[Birds of Prey by M. E. Braddon]@TWC D-Link book
Birds of Prey

CHAPTER II
16/17

I have set aside ye book, ye picture, and ye plaited hair in my desk for conveniency, where I will show them to you when I am next rejoic'd by y'r improving conversation.

Until then, in grief or in happiness, in health and sickness, I trust I shall ever continue, with y'r same sincerity, "Your humble and obliged Servant and disciple "REBECCA HAYGARTHE." Thus end my excerpts from the correspondence of Mrs.Haygarthe.

They are very interesting to me, as containing the vague shadow of a vanished existence; but whether they will ever be worth setting forth in an affidavit is extremely uncertain.

Doubtless that miniature of an unknown girl which caused so much consternation in the mind of sober Mrs.Rebecca was no other than the "Molly" whose gray eyes reminded me of Charlotte Halliday.
As I copied Mrs.Rebecca's quaint epistles, in the midnight stillness, the things of which I was writing arose before me like a picture.

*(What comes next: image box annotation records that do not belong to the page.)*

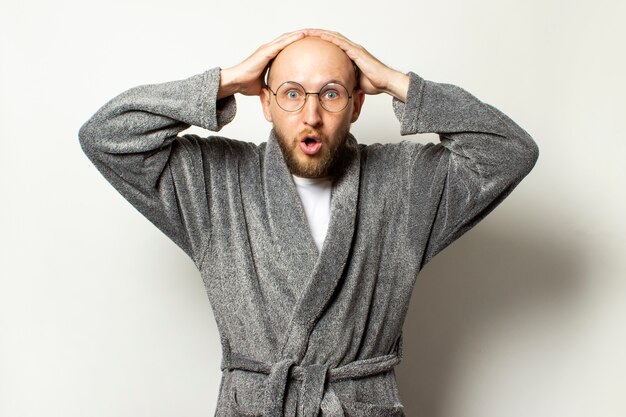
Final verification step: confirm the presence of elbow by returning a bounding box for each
[520,132,539,176]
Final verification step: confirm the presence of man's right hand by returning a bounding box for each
[217,30,307,100]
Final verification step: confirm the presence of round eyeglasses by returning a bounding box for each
[267,81,352,113]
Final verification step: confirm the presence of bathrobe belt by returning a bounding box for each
[222,350,402,417]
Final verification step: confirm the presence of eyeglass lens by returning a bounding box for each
[276,81,350,112]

I could see the blue parlour that Sunday evening; the sober couple seated primly opposite to each other; the china monsters on the high chimneypiece; the blue-and-white Dutch tiles, with queer squat figures of Flemish citizens on foot and on horseback; the candles burning dimly on the spindle-legged table--two poor pale flames reflected ghastly in the dark polished panels of the wainscot; the big open Bible on an adjacent table; the old silver tankard, and buckhorn-handled knives and forks set out for supper; the solemn eight-day clock, ticking drearily in the corner; and amid all that sombre old-fashioned comfort, gray-haired Matthew sighing and lamenting for his vanished youth.
I have grown strangely romantic since I have fallen in love with Charlotte Halliday.